Surgery is necessary for all types. Basic surgery method is to close throat and fistula and connect upper and lower esophagus. But when span between upper and lower esophagus is long, it is unlikely connect them at once, so that firstly making a hole on stomach and insert a tube in it, then feed milk from there. After that surgery is conducted in several batches in adding several supplemental surgeries.

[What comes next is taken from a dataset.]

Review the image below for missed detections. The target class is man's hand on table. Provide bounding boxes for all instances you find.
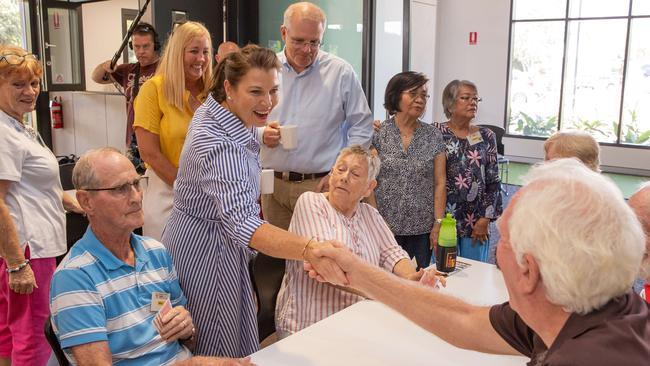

Regarding the complicating disease after surgery, there are, connection of esophagus is failed (failure of the sutures), fistula opens again between throat and esophagus, or connected point is getting narrower (arctation). In case of arctation, narrower part can be expanded using balloon, and the most of failure of the sutures can be conservatively cured, but in regard to re-opened fistula, re-operative surgery is necessary. Further, the complicating disease occur a little later the surgery are; tracheomalacia, which throat gets crushed when breathe since throat is getting weak, and gastroesophageal reflux disease, which gastric acid flow adversary from stomach to throat. There is a tracheomalacia which is cured by follow-up only, but there is also a case where surgery becomes necessary. In regard to gastroesophageal reflux disease, there is a one which is cured by oral medicine only, but in case of severe one, surgery to prevent reverse flow of gastric acid.
For congenital atresia of esophagus disease, in the past, tremendous effort was necessary to save life, but due to the progress in full anesthesia, 65% of them become saved its life. 15% of the rest, almost all of them are complicated with severe cardiac large artery abnormality, so that they are passed away because of this cardiac disease.